Google Groups no longer supports new Usenet posts or subscriptions. Historical content remains viewable.
Dismiss

"Doing UTF-8 in Windows" by Mircea Neacsu

77 views
Skip to first unread message

Lynn McGuire

unread,
Feb 19, 2020, 4:35:17 PM2/19/20
to
"Doing UTF-8 in Windows" by Mircea Neacsu
https://www.codeproject.com/Articles/5252037/Doing-UTF-8-in-Windows

"This is (yet another!) article on how to handle UTF-8 encoding on a
platform that still encourages the UTF-16 encoding. I am also providing
a small library for this purpose. The code works, it is clean, easy to
understand and small."

"This is an implementation of the solution advocated in the UTF-8
Everywhere manifesto. I would strongly encourage you to go read the
whole document to get indoctrinated ☺."
http://utf8everywhere.org/

We are finally moving our software to UTF-8. It is horrendous so far.

Lynn

Jorgen Grahn

unread,
Feb 19, 2020, 5:16:19 PM2/19/20
to
On Wed, 2020-02-19, Lynn McGuire wrote:
...
> We are finally moving our software to UTF-8. It is horrendous so far.

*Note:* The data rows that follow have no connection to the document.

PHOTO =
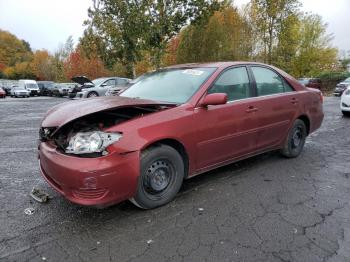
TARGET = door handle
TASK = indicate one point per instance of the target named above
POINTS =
(251, 109)
(294, 101)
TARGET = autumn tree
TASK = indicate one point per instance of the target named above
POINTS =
(226, 36)
(315, 53)
(78, 64)
(126, 28)
(13, 50)
(268, 18)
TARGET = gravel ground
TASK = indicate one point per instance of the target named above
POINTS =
(266, 208)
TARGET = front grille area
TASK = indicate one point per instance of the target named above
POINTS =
(45, 133)
(90, 193)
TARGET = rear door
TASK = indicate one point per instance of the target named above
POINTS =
(227, 131)
(277, 106)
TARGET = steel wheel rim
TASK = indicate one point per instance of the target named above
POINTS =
(158, 178)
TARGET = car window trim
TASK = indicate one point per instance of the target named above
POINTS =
(275, 71)
(251, 87)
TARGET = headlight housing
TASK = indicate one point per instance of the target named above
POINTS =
(91, 142)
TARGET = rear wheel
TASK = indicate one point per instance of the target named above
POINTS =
(161, 175)
(295, 140)
(346, 113)
(92, 94)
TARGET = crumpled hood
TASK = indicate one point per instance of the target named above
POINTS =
(66, 112)
(343, 84)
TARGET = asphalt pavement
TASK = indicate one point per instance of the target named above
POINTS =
(267, 208)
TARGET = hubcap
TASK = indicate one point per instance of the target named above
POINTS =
(297, 137)
(158, 177)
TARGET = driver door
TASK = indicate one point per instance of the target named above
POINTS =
(228, 131)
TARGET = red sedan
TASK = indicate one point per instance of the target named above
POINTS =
(2, 93)
(170, 125)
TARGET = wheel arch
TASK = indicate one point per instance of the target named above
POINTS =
(177, 145)
(306, 120)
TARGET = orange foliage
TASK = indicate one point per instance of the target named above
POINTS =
(40, 64)
(77, 64)
(170, 57)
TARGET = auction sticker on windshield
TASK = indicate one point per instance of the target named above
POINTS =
(193, 72)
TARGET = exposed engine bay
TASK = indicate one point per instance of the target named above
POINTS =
(98, 121)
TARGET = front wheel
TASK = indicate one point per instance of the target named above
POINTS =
(295, 140)
(92, 94)
(346, 113)
(161, 175)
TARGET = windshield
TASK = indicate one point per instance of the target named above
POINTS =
(98, 81)
(303, 81)
(170, 85)
(34, 86)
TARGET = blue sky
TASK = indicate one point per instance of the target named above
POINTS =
(46, 23)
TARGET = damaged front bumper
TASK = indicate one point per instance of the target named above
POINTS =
(99, 182)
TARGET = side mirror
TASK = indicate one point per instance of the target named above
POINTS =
(214, 99)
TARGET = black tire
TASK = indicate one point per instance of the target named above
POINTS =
(161, 175)
(295, 140)
(92, 94)
(346, 113)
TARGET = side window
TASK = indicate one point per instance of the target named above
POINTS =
(268, 82)
(234, 82)
(122, 81)
(110, 82)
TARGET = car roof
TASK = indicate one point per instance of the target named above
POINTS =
(217, 64)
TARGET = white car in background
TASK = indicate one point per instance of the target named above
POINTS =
(345, 102)
(30, 85)
(19, 91)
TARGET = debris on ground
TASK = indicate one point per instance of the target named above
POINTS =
(29, 211)
(39, 195)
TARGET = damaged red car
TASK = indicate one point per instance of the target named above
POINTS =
(171, 125)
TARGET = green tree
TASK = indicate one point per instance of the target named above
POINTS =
(126, 28)
(268, 17)
(315, 53)
(13, 50)
(226, 36)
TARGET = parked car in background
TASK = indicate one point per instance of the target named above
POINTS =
(340, 88)
(19, 91)
(114, 91)
(30, 85)
(62, 89)
(311, 82)
(7, 89)
(97, 87)
(173, 124)
(45, 87)
(2, 93)
(345, 102)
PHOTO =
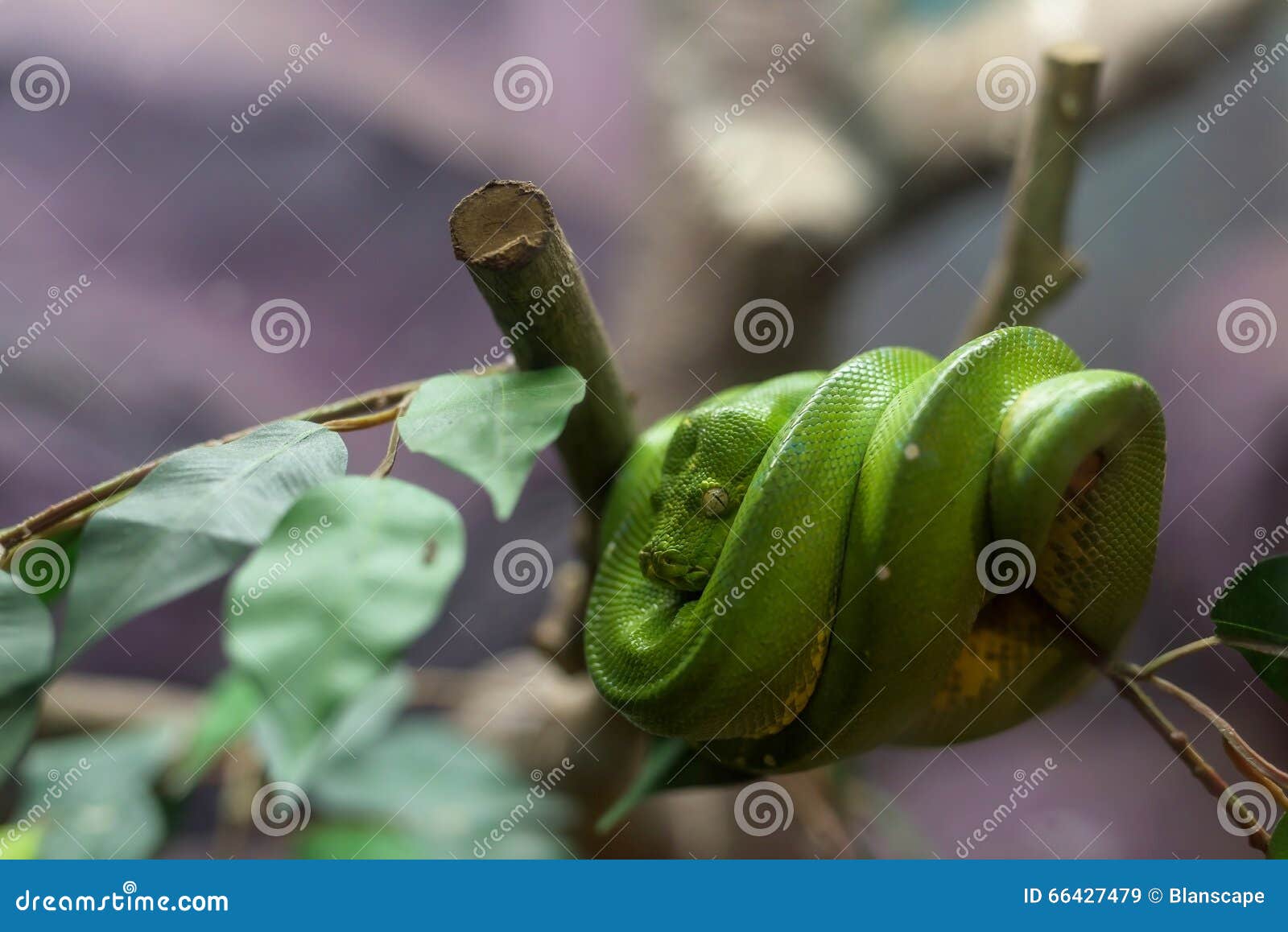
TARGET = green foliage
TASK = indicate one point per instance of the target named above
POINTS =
(341, 575)
(190, 522)
(1253, 616)
(26, 635)
(232, 702)
(352, 575)
(661, 762)
(19, 845)
(491, 427)
(26, 653)
(424, 792)
(19, 713)
(93, 797)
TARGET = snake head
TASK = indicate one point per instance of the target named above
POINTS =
(705, 476)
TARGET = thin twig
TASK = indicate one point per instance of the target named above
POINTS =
(386, 464)
(1220, 724)
(341, 414)
(1034, 266)
(1187, 752)
(1184, 650)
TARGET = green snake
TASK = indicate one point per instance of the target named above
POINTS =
(894, 551)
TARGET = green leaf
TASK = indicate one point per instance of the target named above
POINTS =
(26, 636)
(94, 800)
(423, 790)
(19, 713)
(491, 427)
(296, 744)
(19, 843)
(358, 841)
(232, 702)
(190, 522)
(1253, 616)
(354, 571)
(26, 654)
(43, 567)
(660, 762)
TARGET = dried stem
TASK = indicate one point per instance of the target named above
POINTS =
(518, 257)
(1034, 266)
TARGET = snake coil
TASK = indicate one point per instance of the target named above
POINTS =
(893, 551)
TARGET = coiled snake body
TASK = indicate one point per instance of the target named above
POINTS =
(803, 569)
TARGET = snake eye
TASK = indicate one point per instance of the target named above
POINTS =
(715, 501)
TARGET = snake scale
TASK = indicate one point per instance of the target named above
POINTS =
(888, 552)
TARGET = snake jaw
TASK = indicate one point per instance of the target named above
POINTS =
(665, 568)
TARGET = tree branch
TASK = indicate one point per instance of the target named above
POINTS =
(510, 241)
(1034, 266)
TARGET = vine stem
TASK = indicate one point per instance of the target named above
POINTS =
(369, 410)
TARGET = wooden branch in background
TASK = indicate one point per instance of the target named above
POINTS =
(510, 241)
(1034, 266)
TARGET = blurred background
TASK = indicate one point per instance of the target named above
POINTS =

Can you expand on that? E.g. moving from what?

/Jorgen

--
// Jorgen Grahn <grahn@ Oo o. . .
\X/ snipabacken.se> O o .

Lynn McGuire

unread,
Feb 19, 2020, 5:26:44 PM2/19/20
to
On 2/19/2020 4:16 PM, Jorgen Grahn wrote:
> On Wed, 2020-02-19, Lynn McGuire wrote:
> ...
>> We are finally moving our software to UTF-8. It is horrendous so far.
>
> Can you expand on that? E.g. moving from what?
>
> /Jorgen

ASCII. Our Windows user interface has 450,000 lines of code in C++.
Our Calculation Engine has 700,000 lines of F77 and 10,000+ lines of C
and C++.

Lynn




Jorgen Grahn

unread,
Feb 19, 2020, 5:48:54 PM2/19/20
to
On Wed, 2020-02-19, Lynn McGuire wrote:
> On 2/19/2020 4:16 PM, Jorgen Grahn wrote:
>> On Wed, 2020-02-19, Lynn McGuire wrote:
>> ...
>>> We are finally moving our software to UTF-8. It is horrendous so far.
>>
>> Can you expand on that? E.g. moving from what?
>>
>> /Jorgen
>
> ASCII.

Then you're already doing UTF-8! (Only half-joking.)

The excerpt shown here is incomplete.